Denny Crane: So you’re all alone?
Donny Crane: He nods. Yepper. So? Any interest in being my fake father again?
Denny Crane: I never stopped being your fake father, son.
At Crane, Poole and Schmidt, Denny passes Marlene.
Marlene Stanger: Good night, Mr Crane.
Denny Crane: Good night, Ms Stanger. Walks away, saying “wow” silently.
At Crane, Poole and Schmidt, out on the balcony Alan is sitting just out of the rain smoking a cigar.
Denny comes out and hands Alan a glass of Scotch.
Denny Crane: Your closing was very convincing. Almost as if you believed it.
Alan Shore: I did.
Denny Crane: You do love America.
Alan Shore: Of course I do. I didn’t agree with the string our government attached to the money in this case,
but we have every right to attach strings to the funds we give.
Denny Crane: That’s my boy.
Alan Shore: I’m your friend, Denny, but I’m not your boy. That’s what troubles me. This notion that we have to
take sides in this country now, you’re either with us or against us, Republican or Democrat, red state or blue
state.
Denny Crane: I can’t believe I live in a blue state. I mean…

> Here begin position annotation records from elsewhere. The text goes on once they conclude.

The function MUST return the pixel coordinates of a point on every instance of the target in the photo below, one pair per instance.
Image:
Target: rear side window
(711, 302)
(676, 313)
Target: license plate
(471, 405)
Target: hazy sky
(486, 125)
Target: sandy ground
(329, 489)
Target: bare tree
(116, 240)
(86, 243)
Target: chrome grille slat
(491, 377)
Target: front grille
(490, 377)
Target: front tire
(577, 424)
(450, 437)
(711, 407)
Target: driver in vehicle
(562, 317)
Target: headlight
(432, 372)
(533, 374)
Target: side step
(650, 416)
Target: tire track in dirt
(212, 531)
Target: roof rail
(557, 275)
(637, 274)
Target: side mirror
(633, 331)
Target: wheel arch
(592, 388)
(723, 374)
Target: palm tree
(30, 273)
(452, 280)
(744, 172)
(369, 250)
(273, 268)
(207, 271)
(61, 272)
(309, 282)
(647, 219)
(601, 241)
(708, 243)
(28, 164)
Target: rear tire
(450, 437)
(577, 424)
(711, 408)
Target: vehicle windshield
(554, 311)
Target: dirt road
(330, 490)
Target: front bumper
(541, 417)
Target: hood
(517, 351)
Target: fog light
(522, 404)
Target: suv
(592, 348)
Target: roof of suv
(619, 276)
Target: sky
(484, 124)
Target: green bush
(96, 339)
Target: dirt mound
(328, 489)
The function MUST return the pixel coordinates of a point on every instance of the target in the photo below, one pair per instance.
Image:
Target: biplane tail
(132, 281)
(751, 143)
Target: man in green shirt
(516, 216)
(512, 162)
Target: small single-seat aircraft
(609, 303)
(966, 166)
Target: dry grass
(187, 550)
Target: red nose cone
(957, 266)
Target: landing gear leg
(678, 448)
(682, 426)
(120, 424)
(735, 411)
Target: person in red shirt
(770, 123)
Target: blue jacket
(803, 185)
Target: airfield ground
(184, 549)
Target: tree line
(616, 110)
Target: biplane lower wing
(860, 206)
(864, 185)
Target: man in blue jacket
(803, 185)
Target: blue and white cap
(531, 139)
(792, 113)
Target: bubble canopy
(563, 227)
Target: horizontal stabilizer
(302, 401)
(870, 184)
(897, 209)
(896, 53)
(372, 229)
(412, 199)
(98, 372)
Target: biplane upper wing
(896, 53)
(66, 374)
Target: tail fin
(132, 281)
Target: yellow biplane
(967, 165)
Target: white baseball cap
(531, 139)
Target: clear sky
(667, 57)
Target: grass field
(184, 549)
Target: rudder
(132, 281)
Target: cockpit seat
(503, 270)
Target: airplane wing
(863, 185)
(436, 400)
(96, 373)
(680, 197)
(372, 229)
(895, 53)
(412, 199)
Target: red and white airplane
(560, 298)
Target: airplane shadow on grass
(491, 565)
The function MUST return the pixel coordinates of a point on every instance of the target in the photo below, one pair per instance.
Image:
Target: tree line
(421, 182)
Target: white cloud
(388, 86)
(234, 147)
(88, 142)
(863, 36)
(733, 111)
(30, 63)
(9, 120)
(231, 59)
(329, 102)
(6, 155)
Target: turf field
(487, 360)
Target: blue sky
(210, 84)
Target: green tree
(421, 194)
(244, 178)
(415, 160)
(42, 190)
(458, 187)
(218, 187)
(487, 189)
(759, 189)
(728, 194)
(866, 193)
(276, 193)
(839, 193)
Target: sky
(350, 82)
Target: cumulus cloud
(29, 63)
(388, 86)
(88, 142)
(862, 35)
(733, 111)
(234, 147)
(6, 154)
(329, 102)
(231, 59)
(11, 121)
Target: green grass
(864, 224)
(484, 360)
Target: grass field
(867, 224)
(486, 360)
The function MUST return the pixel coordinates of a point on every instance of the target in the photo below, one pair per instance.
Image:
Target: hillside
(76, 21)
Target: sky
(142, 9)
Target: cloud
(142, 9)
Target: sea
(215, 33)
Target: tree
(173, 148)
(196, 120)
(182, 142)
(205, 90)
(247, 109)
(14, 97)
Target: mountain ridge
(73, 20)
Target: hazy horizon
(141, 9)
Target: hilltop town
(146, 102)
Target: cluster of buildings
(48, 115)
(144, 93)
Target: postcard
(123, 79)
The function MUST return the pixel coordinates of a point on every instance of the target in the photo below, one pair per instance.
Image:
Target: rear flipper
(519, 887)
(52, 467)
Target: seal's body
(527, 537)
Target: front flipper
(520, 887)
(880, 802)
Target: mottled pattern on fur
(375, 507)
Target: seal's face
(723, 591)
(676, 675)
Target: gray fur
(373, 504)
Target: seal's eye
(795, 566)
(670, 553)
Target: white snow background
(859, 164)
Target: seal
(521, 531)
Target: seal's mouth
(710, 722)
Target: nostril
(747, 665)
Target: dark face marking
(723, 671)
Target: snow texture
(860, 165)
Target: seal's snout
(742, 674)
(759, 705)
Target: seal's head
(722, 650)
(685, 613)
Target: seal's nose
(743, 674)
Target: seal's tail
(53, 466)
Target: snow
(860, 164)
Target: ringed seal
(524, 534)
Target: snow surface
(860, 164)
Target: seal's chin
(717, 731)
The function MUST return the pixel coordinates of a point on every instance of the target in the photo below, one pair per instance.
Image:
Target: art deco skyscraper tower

Alan Shore: No one looks at an issue and struggles over the right position to take anymore. And yet, our
ability to reason is what makes us human. Lately, we seem so willing to forfeit that gift of reason in exchange
for the good feeling of belonging to a group. We all just take the position of our team. I’ve certainly done it and
hated myself for it.
Denny Crane: I’ve never heard you make so much sense.
Alan Shore: I make sense all the time; you just listen intermittently.
Denny Crane: Could be. Takes a sip of Scotch. Ahh, I like that new girl.
Alan Shore: Marlene.
Denny Crane: She’s got an aggressive eye. Bet she’s magnificent in bed.
Alan Shore: Oh, I bet she’s at her best with her back against the wall.